The poems chart Knight’s own experiences at an inmate at the Royal Derwent Psychiatric Hospital in the late sixties. Although the reader feels the raw pain in the poet’s voice, the pieces never sink into self-pity or sorrow. Most of the poems are brief, and the ironic lightness of Knight’s voice coupled with the darkness of their subject matter, makes for powerful reading. Always there is hope and even joy at the fringes of the pain. There is romance in the hospital. There is black humour in such things as the girl who escaped from the hospital and painted everything she could green (including “don’t jump” over the River Derwent). There is bribery and blackmail; basket weaving courses; odes, sonnets, and Paradelles; funky food queues; and both real and metaphorical flowers. It’s intense, sometimes terrifying, and sometimes exuberant, but never does the work become despairing.
The 77 poems that make up this collection take their cue from the life around the poet: the tedium and torture of the daily routine; the madness of nurses and doctors; and the sanity and sorrow of the other people in the Hospital. Knight manages to capture that mingled sense of deep observation coupled with fear, boredom, and bravado. There’s an inherent interest in Knight’s personal experiences within the asylum, and all of the poetry contains a deep introspection that opens a thin sliver of light into the line between sanity and insanity. It’s easy to wave away Knight’s incarceration by saying that she was put there for her rebelliousness, but at the periphery of the poetry are people screaming:
Valium Val holds the floor.
She confides in their voices
That speak to the hills. (“Group Therapy”)
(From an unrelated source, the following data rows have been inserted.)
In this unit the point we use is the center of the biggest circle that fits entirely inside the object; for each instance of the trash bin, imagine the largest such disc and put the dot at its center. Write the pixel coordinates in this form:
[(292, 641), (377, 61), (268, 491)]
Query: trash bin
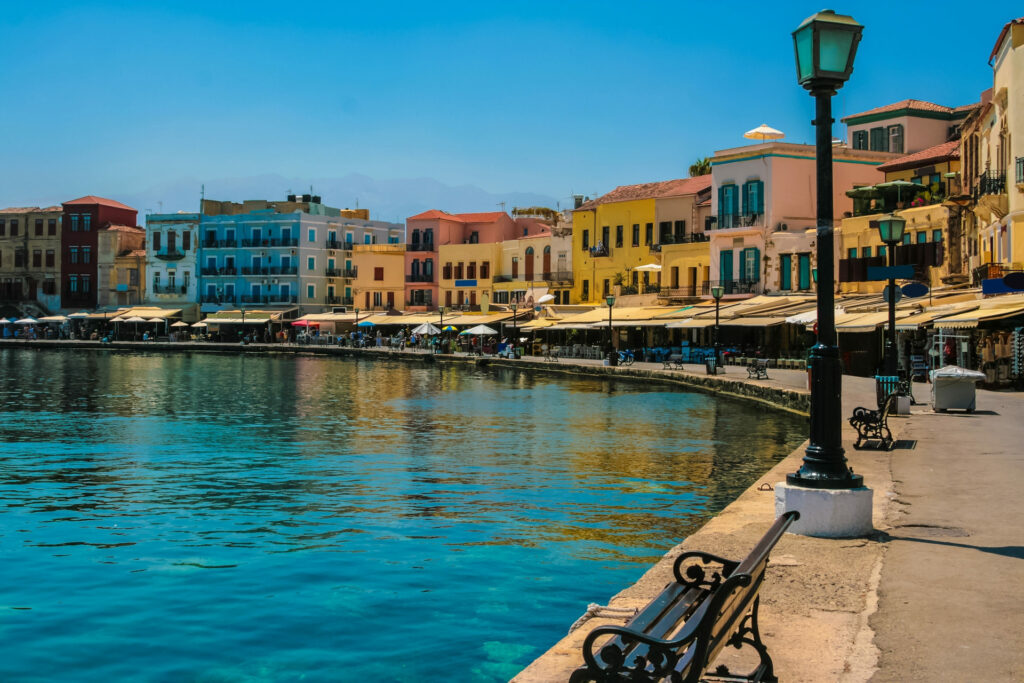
[(953, 387)]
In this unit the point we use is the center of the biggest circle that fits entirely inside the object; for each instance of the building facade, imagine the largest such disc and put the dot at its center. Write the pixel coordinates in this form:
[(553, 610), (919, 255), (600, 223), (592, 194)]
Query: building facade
[(283, 253), (30, 255), (81, 223)]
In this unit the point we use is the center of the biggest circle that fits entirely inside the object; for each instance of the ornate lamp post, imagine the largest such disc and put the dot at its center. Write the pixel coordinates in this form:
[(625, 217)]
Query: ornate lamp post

There are catatonic women holding dolls. There are men hanging themselves. There are women licking the wallpaper. There is a boy flapping at the wall (“like a nervous cockatiel”). And there are, everywhere, people who simply don’t ‘fit’. For, as Knight makes clear in this work, the asylum wasn’t only a place for those who were clinically insane. It was also a halfway house for the misfit. Given enough shock therapy, drugs (Largactil, Valium, Thorazine), and isolation, the world tightens into an almost psychotic point:
After weeks of bromide and psychiatric bungling
my mind is controlled by the number of bowls
full of custard I can steal from the serving table; (“Looking After Number One”)
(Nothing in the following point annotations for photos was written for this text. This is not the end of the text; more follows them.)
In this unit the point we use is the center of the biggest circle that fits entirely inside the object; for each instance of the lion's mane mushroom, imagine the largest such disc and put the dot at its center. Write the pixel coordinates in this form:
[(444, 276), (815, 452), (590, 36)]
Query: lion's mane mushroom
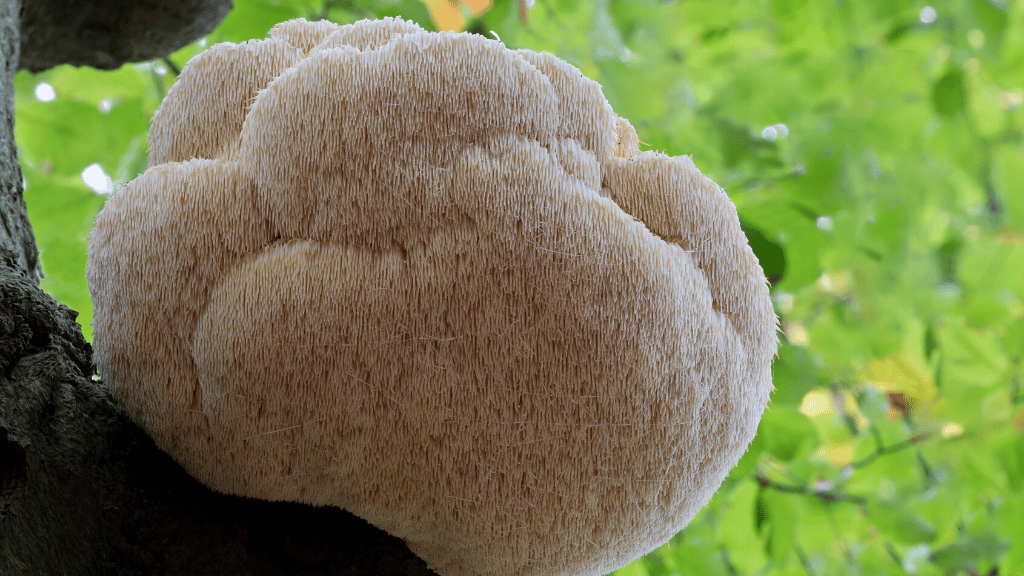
[(434, 282)]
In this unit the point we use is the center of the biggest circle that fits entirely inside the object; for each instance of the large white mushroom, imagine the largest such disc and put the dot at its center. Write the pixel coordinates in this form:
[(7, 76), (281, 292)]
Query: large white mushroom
[(434, 282)]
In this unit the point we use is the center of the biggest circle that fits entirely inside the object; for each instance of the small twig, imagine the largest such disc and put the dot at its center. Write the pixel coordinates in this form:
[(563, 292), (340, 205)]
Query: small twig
[(826, 496), (172, 67)]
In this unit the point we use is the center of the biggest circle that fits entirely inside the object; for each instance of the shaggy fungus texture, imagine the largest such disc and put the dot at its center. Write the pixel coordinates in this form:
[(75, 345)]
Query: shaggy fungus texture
[(434, 282)]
Irrespective of the fascinating subject matter, these poems are also objectively and individually good. Each one delivers its denouement with little words. In “Flower Delivery”, the relationship between art and life is explored as the poet crafts dozens of rosebuds from nothing: “their petals flushed/anticipating full bloom/miles from any florist”. The poetry works in sibilant rhythms, onomatopoetically drawing the reader into that black fog of depression that comes with extended winter: “Like a fog snake/it sheds its skin/trails a giant smudge through the city”. (“Winter Solstice”.) When the end finally comes, the poet finds herself free, but there’s no longer a clean break between inside and outside. It’s a wrought journey full of laughter, horror, hunger and self-discovery.
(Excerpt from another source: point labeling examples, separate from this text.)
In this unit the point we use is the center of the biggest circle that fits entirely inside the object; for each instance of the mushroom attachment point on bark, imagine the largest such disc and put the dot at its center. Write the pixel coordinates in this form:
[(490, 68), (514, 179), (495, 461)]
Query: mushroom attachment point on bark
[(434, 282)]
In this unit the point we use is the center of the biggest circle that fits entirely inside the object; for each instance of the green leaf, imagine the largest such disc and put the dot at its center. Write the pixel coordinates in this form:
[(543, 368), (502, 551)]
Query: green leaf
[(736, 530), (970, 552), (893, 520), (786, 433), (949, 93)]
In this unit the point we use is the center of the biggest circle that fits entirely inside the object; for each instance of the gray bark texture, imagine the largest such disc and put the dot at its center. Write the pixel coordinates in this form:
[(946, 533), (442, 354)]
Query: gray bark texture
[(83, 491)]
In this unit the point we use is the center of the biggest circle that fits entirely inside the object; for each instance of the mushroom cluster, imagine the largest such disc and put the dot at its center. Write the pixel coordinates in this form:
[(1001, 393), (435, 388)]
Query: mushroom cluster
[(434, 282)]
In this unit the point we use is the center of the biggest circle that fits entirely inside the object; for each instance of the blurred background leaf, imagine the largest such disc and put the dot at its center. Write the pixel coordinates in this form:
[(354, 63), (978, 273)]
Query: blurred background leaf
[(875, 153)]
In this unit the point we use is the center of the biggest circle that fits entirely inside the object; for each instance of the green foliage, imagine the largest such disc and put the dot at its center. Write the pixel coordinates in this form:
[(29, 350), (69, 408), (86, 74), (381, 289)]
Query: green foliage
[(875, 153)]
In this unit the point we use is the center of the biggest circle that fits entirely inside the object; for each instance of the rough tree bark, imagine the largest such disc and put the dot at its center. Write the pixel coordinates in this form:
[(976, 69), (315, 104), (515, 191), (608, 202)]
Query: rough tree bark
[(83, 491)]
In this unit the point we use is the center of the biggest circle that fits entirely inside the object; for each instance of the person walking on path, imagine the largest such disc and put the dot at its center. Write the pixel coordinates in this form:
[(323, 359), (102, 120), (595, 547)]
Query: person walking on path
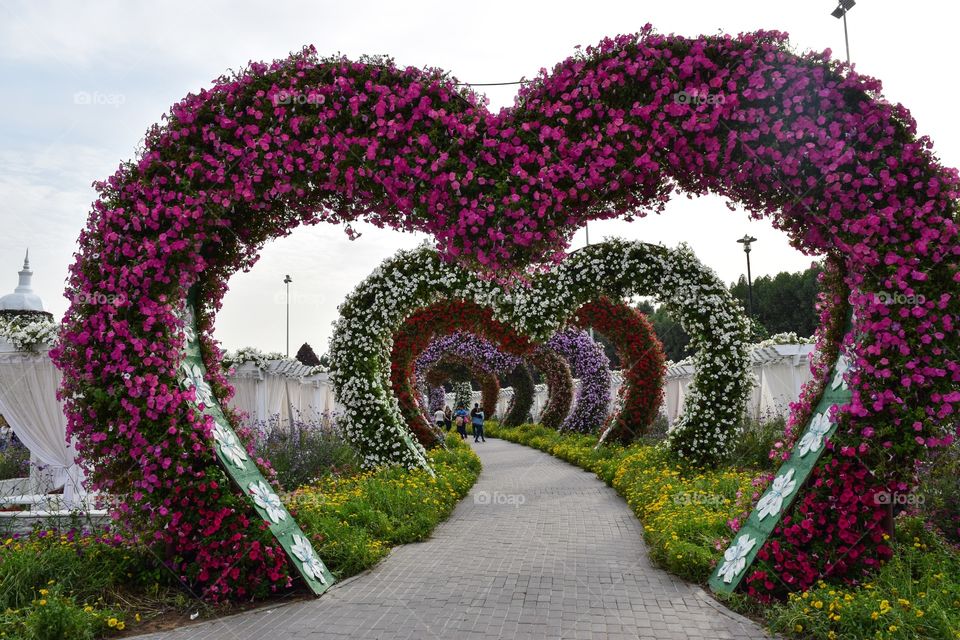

This is a terrifying world to find oneself in: walking a medicated line from sanity to insanity and back again. The divide is blurred in this book, partly because of the poet’s egalitarian eye: there is no “us” and “them”. Everyone is hurting, and everyone is both utterly sane, and absolutely mad. Postcards from the Asylum presents a powerful picture of life inside an asylum – tender, warm, loving and fierce all at once.
About the reviewer: Magdalena Ball is the author of Sleep Before Evening, The Art of Assessment, and Quark Soup.